It was a pleasure to listen to Hank Willis Thomas present his artworks and philosophy. As a young African American artist, it was the first time I had seen and heard a successful African American artist in person. I was infected by the obvious energy and passion he had about his work and ideas. I was struck by the experience and questioned my own approach to my practice.
There were several pieces of Thomas’ work that really stood out to me. The Branded Head and The Truth Booth were two pieces that made me think critically about my own thoughts concerning race and personal identity in America. In Branded Head, Thomas satirizes Nike by displaying an image of a Black man’s head branded with the Nike logo. He suggests that through corporate propaganda, the individual—especially within the Black community—is voluntarily, yet unknowingly, perpetuating the tradition of human branding. This modern form of slavery keeps individuals and communities within the confines of an ideology that perpetuates a dependency on a contemporary master/slave dynamic. Those who fall victim to this form of ideological propaganda identify their self-worth with a personal attachment to the brand.
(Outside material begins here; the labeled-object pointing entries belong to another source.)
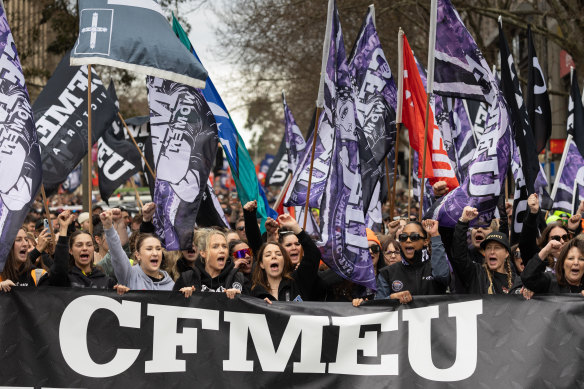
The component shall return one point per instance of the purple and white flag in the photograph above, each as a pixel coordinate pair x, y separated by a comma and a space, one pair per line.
376, 104
295, 143
486, 174
460, 68
184, 145
20, 159
344, 240
296, 195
I thought of the Willie Lynch Letter and how making a slave requires the breaking of the human spirit which results in a dependency on the master. I also thought of how words, how language, how images can brand an individual as a type; I thought of minstrel shows. These stereotypes placed upon minority communities are indeed detrimental and oppressive to so many. I, however, could not help but also think about the White community and how many of them are, at least according to my personal experience within the Black community, so often branded as uninterested in the Black experience and, at times, as inherently racist. I thought of my grandmother as a French immigrant. As a White woman married to a Black man living in a predominately Black community with biracial children, she often relates the pain she felt in navigating the hatred directed at her; the pains expressed by a minority community indoctrinated in the ways of branding the other. Branding begets branding.
The Truth Booth provided a response and possibly a resolution to this issue. Instead of engaging in conflict with the other, The Truth Booth allows one to share a personal understanding, experience, secret, etc. It encourages turning inward to reconcile outward conflict; the participants share a gift of the self without asking for a return on their investment. The result is a moment of self-cultivation toward charity; the viewers of the exposed truths realizes that their secrets—their pains and struggles and joys—are more similar than not to those of the other. This moment of focus on the charitable giving of the self and the similarities between selves can be the starting point for real resolution between the existing master/slave dynamic expressed by Thomas.